I’ll start by defining BIM—Building Information Modeling. BIM is a workflow, and it’s a combination of three key items that occur during the design process.

Breaking It Down

  • The B in BIM is not a noun but a verb—the action of constructing, building, and creating. It’s not specific to a building but can be applied to water treatment plants, dams, and other infrastructure projects.
  • The I is one of the real keys moving forward—information is the new gold standard when it comes to design-to-construction workflows.
  • The M is the one part of the BIM process that’s consistent. Gradually, the AutoCAD and Autodesk platforms of 3D modeling tools have expanded, becoming easier to use and even an expected part of the design process. It has become simple to extract from someone’s head the idea of what the structure should be and convert it into a virtual world that is easy for even novice users to navigate and understand.
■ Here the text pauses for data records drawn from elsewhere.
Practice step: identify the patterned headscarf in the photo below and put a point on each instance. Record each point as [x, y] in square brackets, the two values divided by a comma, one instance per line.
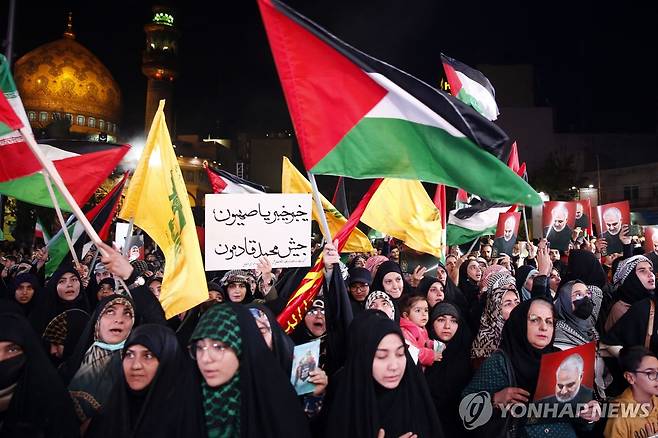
[377, 294]
[493, 269]
[492, 322]
[627, 266]
[221, 405]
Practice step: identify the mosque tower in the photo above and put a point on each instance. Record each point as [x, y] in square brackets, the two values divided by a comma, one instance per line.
[160, 64]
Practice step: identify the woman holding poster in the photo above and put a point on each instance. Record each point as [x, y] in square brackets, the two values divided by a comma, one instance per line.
[511, 374]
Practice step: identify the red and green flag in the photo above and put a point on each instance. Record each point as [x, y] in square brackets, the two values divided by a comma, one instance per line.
[100, 217]
[21, 174]
[359, 117]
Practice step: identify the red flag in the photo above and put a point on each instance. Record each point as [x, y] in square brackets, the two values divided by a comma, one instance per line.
[298, 303]
[440, 202]
[103, 213]
[513, 160]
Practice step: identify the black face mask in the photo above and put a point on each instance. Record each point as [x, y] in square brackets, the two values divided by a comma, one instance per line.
[583, 308]
[10, 370]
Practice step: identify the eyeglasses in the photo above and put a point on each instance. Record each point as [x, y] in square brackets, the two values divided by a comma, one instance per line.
[316, 312]
[215, 350]
[536, 320]
[651, 375]
[580, 294]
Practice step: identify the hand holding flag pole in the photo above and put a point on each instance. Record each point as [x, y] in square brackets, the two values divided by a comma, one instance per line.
[57, 179]
[62, 222]
[525, 223]
[318, 205]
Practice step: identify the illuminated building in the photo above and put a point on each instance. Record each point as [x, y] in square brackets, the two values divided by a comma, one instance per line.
[63, 85]
[160, 64]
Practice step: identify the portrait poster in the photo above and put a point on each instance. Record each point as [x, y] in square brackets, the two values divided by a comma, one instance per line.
[651, 239]
[243, 228]
[507, 231]
[567, 376]
[306, 358]
[558, 221]
[583, 216]
[610, 218]
[135, 247]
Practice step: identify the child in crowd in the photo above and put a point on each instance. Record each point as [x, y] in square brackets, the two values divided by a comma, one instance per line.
[640, 367]
[414, 317]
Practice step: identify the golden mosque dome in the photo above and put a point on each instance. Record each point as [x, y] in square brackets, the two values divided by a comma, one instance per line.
[62, 79]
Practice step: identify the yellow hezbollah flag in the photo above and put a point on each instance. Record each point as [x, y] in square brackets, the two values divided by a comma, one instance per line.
[401, 208]
[157, 200]
[294, 182]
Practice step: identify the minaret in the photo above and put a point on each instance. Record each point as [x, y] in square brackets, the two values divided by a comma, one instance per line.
[160, 64]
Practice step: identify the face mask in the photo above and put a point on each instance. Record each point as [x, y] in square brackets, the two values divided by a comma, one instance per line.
[10, 370]
[583, 308]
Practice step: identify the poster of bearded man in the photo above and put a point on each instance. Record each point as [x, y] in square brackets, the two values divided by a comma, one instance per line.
[611, 221]
[558, 221]
[506, 232]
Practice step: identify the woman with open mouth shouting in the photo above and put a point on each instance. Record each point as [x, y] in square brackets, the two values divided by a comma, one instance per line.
[157, 394]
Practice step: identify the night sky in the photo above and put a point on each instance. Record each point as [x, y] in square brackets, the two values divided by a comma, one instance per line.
[595, 64]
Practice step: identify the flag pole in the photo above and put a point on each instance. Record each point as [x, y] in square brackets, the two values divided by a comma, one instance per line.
[472, 246]
[129, 233]
[57, 179]
[318, 205]
[65, 229]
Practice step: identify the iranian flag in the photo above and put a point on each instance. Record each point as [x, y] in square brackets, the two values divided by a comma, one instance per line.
[100, 217]
[359, 117]
[21, 174]
[471, 87]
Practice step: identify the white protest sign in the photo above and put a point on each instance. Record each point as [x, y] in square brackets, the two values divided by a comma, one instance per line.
[241, 228]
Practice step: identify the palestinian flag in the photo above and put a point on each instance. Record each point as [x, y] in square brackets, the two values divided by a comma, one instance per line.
[340, 198]
[478, 218]
[222, 181]
[471, 87]
[359, 117]
[100, 217]
[21, 174]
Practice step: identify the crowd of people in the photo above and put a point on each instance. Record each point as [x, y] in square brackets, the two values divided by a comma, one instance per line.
[88, 350]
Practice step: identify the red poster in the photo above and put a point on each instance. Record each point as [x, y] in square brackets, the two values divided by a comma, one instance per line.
[567, 376]
[584, 216]
[506, 232]
[610, 219]
[651, 239]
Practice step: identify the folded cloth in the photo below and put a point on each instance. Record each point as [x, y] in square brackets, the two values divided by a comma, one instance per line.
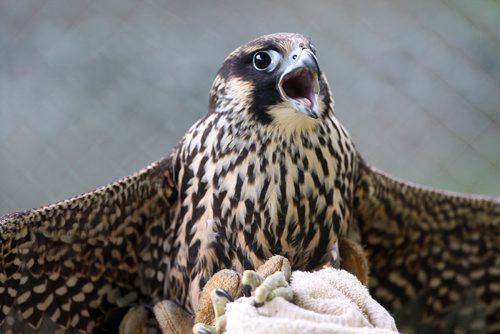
[326, 301]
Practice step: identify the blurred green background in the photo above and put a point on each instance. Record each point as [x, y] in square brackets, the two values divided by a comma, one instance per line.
[91, 91]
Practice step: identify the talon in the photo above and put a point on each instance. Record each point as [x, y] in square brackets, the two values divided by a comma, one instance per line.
[247, 290]
[220, 298]
[250, 280]
[200, 328]
[272, 282]
[224, 294]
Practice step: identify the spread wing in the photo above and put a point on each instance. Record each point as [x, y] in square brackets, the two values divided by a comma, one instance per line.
[434, 255]
[65, 265]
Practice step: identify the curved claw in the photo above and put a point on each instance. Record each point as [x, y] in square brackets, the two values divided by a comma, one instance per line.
[270, 284]
[247, 290]
[220, 298]
[250, 280]
[200, 328]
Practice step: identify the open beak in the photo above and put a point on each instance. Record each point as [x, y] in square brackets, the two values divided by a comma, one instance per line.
[299, 84]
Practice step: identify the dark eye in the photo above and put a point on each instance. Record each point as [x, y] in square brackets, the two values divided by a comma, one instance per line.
[261, 60]
[266, 60]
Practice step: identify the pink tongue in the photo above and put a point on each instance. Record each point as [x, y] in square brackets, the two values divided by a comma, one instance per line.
[305, 101]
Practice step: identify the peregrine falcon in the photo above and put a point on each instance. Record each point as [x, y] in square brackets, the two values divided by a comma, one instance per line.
[268, 170]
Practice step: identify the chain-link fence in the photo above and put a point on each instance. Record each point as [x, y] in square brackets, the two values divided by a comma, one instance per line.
[91, 91]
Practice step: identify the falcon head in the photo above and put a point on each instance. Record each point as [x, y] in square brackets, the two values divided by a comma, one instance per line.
[273, 79]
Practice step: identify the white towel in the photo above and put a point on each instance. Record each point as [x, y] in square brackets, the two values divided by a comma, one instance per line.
[326, 301]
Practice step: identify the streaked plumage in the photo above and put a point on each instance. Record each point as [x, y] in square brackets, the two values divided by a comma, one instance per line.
[269, 170]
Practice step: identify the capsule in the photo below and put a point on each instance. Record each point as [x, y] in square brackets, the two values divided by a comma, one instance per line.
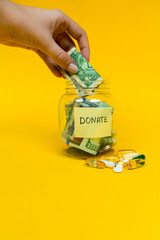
[110, 158]
[122, 152]
[134, 163]
[90, 162]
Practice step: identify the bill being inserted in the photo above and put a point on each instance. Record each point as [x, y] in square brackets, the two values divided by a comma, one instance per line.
[87, 77]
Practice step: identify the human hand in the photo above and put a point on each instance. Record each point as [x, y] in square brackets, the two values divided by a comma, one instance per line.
[47, 32]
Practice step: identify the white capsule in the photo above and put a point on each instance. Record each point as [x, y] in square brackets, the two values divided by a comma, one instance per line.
[118, 169]
[109, 163]
[130, 156]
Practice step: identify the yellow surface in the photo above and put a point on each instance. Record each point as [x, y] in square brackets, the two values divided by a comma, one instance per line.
[44, 195]
[93, 122]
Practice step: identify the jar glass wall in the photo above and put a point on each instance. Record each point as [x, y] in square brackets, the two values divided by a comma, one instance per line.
[86, 122]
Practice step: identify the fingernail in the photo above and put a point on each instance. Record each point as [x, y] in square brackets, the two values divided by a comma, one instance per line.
[72, 68]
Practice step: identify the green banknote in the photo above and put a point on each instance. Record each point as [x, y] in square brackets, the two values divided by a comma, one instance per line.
[87, 145]
[87, 77]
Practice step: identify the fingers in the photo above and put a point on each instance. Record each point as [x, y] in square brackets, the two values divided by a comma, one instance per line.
[60, 57]
[80, 35]
[50, 63]
[65, 42]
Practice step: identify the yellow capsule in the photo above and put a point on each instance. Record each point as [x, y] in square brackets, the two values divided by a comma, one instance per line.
[134, 163]
[110, 158]
[91, 162]
[122, 152]
[100, 165]
[95, 163]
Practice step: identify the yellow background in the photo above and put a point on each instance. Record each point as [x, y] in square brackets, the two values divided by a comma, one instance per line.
[44, 195]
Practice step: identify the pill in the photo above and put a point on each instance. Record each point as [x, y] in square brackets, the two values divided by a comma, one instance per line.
[118, 169]
[100, 165]
[91, 163]
[122, 152]
[110, 158]
[95, 163]
[108, 163]
[134, 163]
[129, 156]
[105, 149]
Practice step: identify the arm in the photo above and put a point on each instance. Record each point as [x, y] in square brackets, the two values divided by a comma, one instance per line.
[47, 32]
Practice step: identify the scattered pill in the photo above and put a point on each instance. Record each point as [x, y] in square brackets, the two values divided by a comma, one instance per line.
[118, 169]
[122, 152]
[129, 156]
[134, 163]
[109, 163]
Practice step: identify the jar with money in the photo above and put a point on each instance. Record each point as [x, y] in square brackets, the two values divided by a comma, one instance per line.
[86, 112]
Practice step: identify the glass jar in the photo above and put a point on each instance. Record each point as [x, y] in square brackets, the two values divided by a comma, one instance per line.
[86, 122]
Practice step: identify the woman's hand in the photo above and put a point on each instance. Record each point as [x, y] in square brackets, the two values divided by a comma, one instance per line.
[46, 32]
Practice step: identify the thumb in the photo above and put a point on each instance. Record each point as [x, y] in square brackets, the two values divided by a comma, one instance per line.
[60, 57]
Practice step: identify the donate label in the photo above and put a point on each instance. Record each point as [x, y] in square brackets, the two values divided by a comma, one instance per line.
[93, 122]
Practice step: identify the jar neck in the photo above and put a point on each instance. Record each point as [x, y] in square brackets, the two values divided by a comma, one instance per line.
[101, 89]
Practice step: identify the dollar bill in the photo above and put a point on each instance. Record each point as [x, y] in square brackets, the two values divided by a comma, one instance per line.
[87, 77]
[87, 145]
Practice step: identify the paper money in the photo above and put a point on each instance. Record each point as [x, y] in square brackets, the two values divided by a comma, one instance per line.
[87, 77]
[88, 145]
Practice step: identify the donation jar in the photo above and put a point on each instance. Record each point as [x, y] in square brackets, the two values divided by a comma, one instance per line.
[86, 122]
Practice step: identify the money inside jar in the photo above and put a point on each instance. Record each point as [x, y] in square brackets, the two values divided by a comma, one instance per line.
[86, 115]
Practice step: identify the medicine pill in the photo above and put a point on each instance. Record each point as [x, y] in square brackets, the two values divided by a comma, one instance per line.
[122, 152]
[118, 169]
[95, 163]
[129, 156]
[109, 163]
[134, 163]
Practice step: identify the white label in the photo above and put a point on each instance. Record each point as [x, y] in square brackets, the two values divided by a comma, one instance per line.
[93, 122]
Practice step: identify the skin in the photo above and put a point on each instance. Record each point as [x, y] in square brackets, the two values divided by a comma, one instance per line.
[47, 32]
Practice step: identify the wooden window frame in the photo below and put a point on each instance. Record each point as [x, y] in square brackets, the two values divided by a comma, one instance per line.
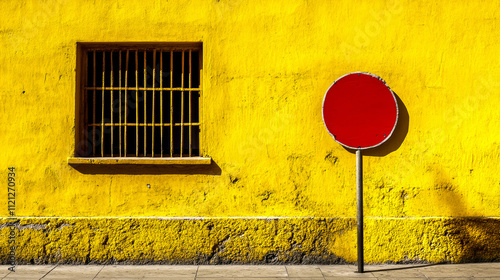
[82, 141]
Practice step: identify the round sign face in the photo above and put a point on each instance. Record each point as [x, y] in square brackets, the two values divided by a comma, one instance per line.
[360, 111]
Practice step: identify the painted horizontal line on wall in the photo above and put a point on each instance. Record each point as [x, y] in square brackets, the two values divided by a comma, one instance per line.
[257, 218]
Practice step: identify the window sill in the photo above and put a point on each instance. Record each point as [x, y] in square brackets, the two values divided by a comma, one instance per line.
[139, 161]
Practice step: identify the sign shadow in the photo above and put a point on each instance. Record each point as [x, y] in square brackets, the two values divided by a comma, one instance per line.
[397, 137]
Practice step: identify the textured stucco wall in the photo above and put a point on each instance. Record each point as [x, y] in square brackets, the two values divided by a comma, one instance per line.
[267, 65]
[258, 241]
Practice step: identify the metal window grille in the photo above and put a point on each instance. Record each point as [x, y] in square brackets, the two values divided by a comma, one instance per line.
[142, 101]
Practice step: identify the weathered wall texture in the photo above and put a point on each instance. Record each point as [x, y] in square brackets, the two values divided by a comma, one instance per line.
[258, 241]
[267, 65]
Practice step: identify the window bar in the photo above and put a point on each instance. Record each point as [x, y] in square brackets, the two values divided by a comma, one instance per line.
[153, 111]
[112, 123]
[136, 103]
[161, 103]
[182, 102]
[102, 105]
[93, 108]
[200, 92]
[171, 104]
[126, 97]
[120, 100]
[145, 106]
[189, 112]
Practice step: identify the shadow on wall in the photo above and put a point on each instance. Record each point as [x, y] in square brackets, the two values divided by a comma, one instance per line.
[397, 138]
[474, 238]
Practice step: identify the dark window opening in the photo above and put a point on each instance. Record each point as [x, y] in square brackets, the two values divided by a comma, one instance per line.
[141, 101]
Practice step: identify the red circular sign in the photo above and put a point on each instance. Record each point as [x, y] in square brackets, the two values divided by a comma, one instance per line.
[360, 111]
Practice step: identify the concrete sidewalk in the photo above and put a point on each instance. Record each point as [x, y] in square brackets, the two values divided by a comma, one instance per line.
[254, 272]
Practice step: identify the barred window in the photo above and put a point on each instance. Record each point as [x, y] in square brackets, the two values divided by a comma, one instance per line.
[139, 100]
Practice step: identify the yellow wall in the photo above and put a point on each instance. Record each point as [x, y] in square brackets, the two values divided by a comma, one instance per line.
[267, 65]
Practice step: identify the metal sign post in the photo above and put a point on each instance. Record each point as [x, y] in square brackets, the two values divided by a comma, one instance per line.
[360, 112]
[359, 190]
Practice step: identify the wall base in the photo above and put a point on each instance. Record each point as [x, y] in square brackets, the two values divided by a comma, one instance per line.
[248, 240]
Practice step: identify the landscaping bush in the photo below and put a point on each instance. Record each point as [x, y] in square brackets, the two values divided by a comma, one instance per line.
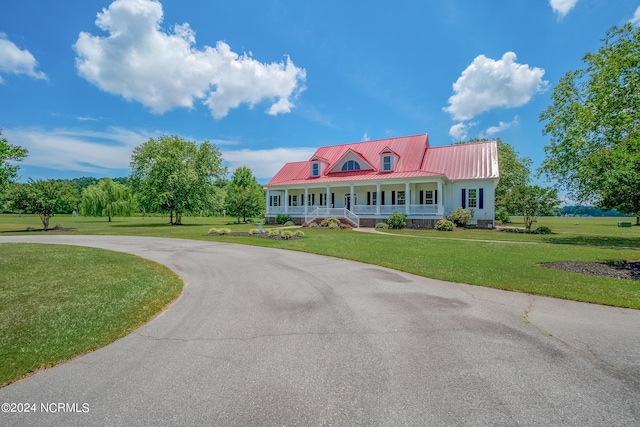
[331, 222]
[445, 225]
[397, 220]
[502, 215]
[272, 232]
[542, 230]
[461, 217]
[282, 218]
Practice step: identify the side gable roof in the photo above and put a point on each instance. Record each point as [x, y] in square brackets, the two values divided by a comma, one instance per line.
[415, 158]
But BIM is just the sum of these parts. Creating logical connections that harvest data from utility connections to our infrastructure is where BIM can take us to the next level. The information that is associated with the components created during the act of building something sets BIM apart from traditional CAD tools. The data related to the components is not static but interactive.

Workflows in Action

I’ll use the design of a water treatment facility to illustrate an effective, interactive, BIM-integrated approach. At the predesign level, the site is evaluated, and it’s determined that it includes some wetlands and will require pilings to reach the rock substrate below the clay-sand soil mix. The old method of proceeding would include site exploration, borings, and necessary groundwork.

But today, drones and aerial photogrammetry give us the third view above the site that was once prohibitively expensive to generate and produce. Three-dimensional point clouds bring the third dimension quickly to the overall view without the need for outdated drawings and field measurements. The point cloud can now be used to generate a more accurate representation of real-world conditions.

Once this model is generated, tools such as Revit can be used to create building element representations over the cloud model. Sections also give us a better view of the conditions to corroborate traditional site investigation methods.

Integrating the Data

In the design development stage, individual teams accumulate information about the equipment and systems needed to complete the layout. The BIM workflow requires the data to be integrated into the model representations, as opposed to simply sharing the original forms, where multiple inputs could be required in different document sets. The model element author that owns the equipment inputs the data in the actual model itself, and the data can be updated in real-time.

At this point, the client’s ownership evolves. It’s no longer about simply storing the DWG in a network drive. The owner takes on the responsibility of owning the building, information, and model combined.